In Klassik meets Folk wird das Werk von Martynas Levickis und dem von ihm gegründeten Mikroorkéstra aufgeführt. Martynas Levickis ist einer der erfolgreichsten Akkordeonspieler der Welt – ich hatte ihn vor drei Jahren schon einmal erlebt. Damals im Leipziger Gewandhaus, diesmal im Casals Forum in Kronberg. Das Casals Forum ist für Kammermusik wie sie hier geboten wurde einfach perfekt!
Den vier Konzerten wurde jeweils ein litauisches Volkslied vorangestellt; Matynas Levickis hat dazu offenbar eine intensive Beziehung. Das spürte man auch! Mir war erst nicht klar, ob er die Volkslieder selbst komponiert oder nur arrangiert hatte, aber letzteres war wohl der Fall. Auf jeden Fall war das Arrangement ganz besonders: den Instrumenten wurden teilweise Töne entlockt, die über ihr übliches Klangspektrum hinaus gingen – ohne aber jemals unangenehm zu klingen! Besonders das vierte Volkslied Rūta žalioj hat mich und das Publikum begeistert und es kam zum spontanen Applaus. Ich habe es nur in einer Fassung ohne Mikroorkéstra gefunden:
Auch das Arrangement der vier Jahreszeiten war einzigartig. Levickis übernahm natürlich die Rolle der Solovioline, hat dabei aber das Spektrum des Akkordeons voll ausgereizt, so dass er manchmal wie ein Holzblasinstrument, manchmal wie ein Horn, manchmal aber auch wie eine Orgel klang. Manchmal war aber auch nur das Atmen des Blasebalgs zu hören.

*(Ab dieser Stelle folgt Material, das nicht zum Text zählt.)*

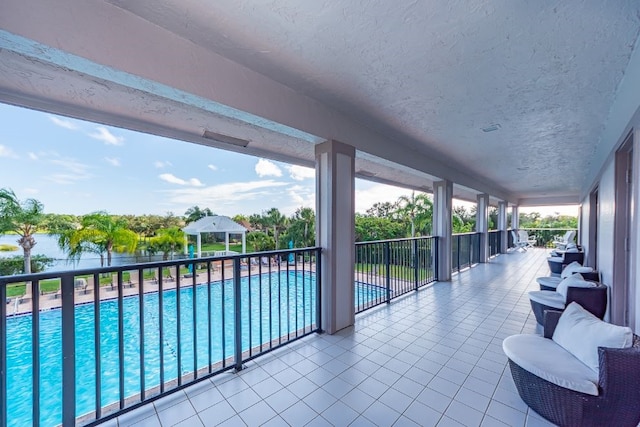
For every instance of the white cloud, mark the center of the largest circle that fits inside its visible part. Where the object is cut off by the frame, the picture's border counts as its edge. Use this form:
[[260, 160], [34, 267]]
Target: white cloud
[[223, 194], [172, 179], [67, 124], [160, 164], [7, 152], [300, 173], [266, 168], [376, 193], [113, 161], [107, 137], [70, 170]]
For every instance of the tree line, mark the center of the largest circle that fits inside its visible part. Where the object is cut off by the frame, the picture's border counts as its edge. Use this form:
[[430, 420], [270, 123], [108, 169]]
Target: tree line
[[102, 234]]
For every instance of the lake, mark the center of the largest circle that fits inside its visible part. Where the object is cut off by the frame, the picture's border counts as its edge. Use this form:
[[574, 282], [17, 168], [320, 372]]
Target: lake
[[48, 245]]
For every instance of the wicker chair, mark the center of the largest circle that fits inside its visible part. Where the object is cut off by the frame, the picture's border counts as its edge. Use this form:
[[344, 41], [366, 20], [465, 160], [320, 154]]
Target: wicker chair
[[617, 403], [557, 263], [593, 299]]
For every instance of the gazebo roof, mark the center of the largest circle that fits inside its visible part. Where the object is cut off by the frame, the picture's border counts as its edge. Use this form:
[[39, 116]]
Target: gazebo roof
[[214, 224]]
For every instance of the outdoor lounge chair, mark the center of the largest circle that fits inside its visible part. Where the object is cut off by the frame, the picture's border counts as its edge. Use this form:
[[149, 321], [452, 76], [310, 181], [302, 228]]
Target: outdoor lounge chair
[[550, 283], [590, 295], [552, 377], [558, 263], [565, 240]]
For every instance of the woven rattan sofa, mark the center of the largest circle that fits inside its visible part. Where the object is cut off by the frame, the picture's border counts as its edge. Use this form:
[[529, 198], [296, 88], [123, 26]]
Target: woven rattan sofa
[[593, 296], [613, 398]]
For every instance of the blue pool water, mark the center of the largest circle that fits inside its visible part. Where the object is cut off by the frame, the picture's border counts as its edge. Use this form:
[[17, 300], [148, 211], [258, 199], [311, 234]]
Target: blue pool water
[[271, 306]]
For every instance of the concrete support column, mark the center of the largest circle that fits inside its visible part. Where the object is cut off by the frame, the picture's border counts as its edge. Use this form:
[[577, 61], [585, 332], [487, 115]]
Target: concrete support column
[[482, 225], [502, 226], [335, 232], [515, 218], [442, 227]]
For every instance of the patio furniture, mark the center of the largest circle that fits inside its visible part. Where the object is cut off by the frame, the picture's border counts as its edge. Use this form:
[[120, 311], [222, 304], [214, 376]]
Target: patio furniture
[[565, 240], [582, 372], [590, 295], [550, 283]]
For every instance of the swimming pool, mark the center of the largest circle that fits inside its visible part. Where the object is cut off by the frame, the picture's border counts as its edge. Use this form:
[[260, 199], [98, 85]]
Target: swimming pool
[[272, 305]]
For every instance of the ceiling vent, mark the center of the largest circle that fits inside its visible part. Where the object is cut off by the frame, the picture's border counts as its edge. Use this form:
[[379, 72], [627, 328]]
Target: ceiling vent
[[366, 173], [226, 139], [492, 127]]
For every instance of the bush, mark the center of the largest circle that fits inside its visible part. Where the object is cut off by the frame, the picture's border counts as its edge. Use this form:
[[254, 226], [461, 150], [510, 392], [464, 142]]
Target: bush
[[15, 264]]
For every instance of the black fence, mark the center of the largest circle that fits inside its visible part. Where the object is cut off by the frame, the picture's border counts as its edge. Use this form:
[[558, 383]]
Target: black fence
[[388, 269], [80, 347]]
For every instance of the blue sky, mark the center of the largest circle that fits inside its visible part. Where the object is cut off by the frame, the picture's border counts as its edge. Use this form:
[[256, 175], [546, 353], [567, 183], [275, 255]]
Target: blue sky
[[78, 167]]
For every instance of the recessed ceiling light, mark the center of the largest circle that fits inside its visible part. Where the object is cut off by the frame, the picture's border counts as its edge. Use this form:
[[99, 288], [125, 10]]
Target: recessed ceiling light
[[218, 137], [492, 127]]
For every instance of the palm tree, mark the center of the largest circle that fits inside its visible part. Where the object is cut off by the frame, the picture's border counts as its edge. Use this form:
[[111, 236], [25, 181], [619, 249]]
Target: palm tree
[[167, 240], [194, 213], [99, 233], [22, 218], [277, 221], [419, 210]]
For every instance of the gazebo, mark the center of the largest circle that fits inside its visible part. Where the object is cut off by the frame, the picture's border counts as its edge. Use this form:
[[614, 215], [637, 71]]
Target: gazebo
[[215, 224]]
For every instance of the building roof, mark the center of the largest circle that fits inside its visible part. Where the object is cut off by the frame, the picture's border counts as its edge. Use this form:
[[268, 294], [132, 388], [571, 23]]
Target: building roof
[[214, 224]]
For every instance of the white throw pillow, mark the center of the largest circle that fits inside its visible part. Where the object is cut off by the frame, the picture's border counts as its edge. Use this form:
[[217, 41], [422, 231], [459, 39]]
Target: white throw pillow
[[574, 267], [574, 281], [581, 333]]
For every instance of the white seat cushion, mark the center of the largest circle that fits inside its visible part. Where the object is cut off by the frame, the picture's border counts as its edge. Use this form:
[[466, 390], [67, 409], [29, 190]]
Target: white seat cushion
[[575, 281], [575, 267], [549, 281], [581, 333], [549, 361], [549, 298]]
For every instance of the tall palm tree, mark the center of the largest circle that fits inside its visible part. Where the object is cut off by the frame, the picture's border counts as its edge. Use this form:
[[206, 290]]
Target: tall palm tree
[[99, 233], [418, 209], [277, 221], [22, 218], [168, 240]]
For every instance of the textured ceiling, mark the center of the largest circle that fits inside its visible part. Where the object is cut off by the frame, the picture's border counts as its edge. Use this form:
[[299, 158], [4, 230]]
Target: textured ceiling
[[433, 74], [426, 75]]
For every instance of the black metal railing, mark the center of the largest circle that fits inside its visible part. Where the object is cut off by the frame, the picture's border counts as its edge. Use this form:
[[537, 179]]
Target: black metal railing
[[390, 268], [85, 346], [546, 236], [494, 237], [465, 250]]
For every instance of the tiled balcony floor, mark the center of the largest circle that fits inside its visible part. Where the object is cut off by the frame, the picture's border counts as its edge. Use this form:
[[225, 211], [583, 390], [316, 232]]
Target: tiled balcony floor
[[432, 358]]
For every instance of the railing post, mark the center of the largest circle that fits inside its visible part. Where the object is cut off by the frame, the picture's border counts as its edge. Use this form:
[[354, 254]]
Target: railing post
[[318, 290], [387, 265], [415, 262], [68, 351], [237, 306], [436, 255], [3, 356]]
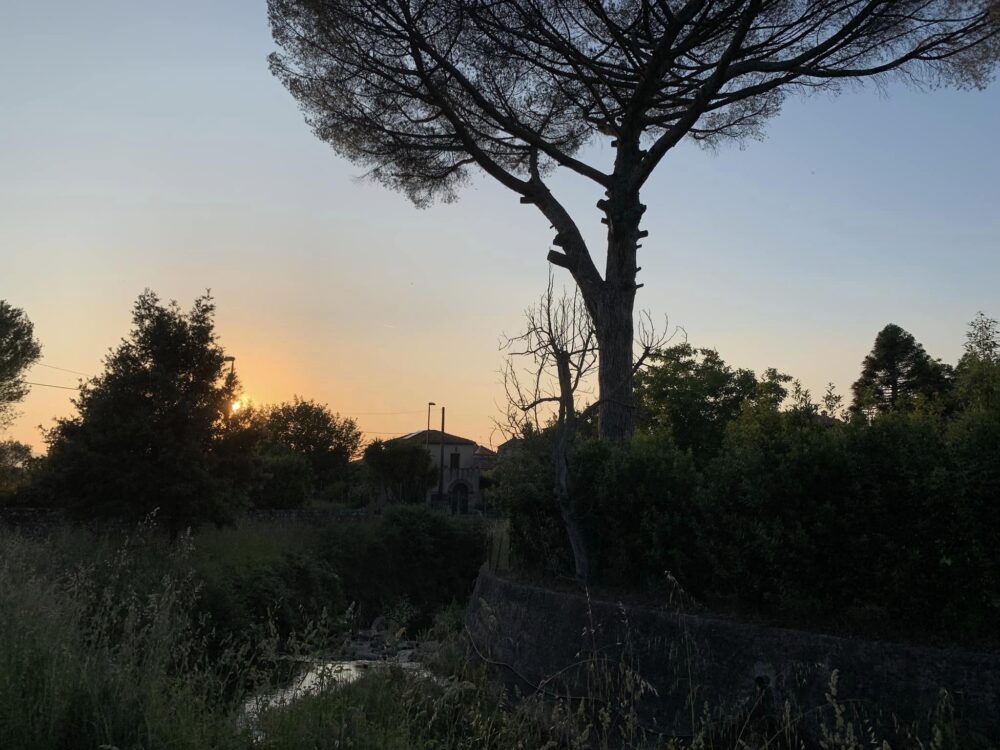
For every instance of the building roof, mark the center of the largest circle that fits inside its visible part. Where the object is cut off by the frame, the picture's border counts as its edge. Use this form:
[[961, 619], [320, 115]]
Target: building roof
[[433, 437]]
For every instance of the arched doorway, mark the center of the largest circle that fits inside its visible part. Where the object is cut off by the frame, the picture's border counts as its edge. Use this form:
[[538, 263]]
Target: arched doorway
[[459, 496]]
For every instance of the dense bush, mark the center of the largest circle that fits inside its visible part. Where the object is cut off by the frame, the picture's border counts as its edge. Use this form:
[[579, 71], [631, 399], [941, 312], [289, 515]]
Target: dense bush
[[890, 528], [410, 554]]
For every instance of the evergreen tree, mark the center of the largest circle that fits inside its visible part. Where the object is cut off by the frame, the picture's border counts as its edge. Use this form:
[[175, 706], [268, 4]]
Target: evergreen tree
[[897, 372], [19, 350]]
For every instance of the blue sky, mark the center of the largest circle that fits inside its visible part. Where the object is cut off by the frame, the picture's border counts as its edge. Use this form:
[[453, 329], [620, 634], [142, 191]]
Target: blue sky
[[146, 145]]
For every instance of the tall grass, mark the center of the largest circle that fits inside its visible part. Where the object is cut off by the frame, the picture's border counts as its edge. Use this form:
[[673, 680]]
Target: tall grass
[[101, 648], [87, 661]]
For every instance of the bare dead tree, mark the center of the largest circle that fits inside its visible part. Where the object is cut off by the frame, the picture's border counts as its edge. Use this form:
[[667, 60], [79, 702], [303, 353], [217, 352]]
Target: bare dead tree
[[560, 344], [421, 92]]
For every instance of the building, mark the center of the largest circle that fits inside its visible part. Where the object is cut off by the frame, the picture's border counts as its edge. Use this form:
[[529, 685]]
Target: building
[[458, 488]]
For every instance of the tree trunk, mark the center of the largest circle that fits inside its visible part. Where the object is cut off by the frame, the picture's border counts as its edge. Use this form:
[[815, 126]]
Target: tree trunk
[[613, 321], [562, 452], [616, 419]]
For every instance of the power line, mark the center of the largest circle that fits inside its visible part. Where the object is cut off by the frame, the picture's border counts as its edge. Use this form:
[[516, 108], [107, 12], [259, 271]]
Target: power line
[[49, 385], [63, 369]]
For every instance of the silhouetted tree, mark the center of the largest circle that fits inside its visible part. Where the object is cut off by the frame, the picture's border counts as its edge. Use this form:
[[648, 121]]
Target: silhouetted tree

Dabei spielte er aber immer intensiv mit dem Mikroorkéstra – bestehend aus dreizehn Streichern plus Cembalo – zusammen! Oft war er den Violinen auf der einen Seite, dann wieder den Celli auf der anderen Seite zugewandt. Auf jeden Fall wurde intensiv kommuniziert und alle Musiker vermittelten den Eindruck, dass sie viel Spaß hatten. Und diese Freude hat sich auch auf das Publikum übertragen.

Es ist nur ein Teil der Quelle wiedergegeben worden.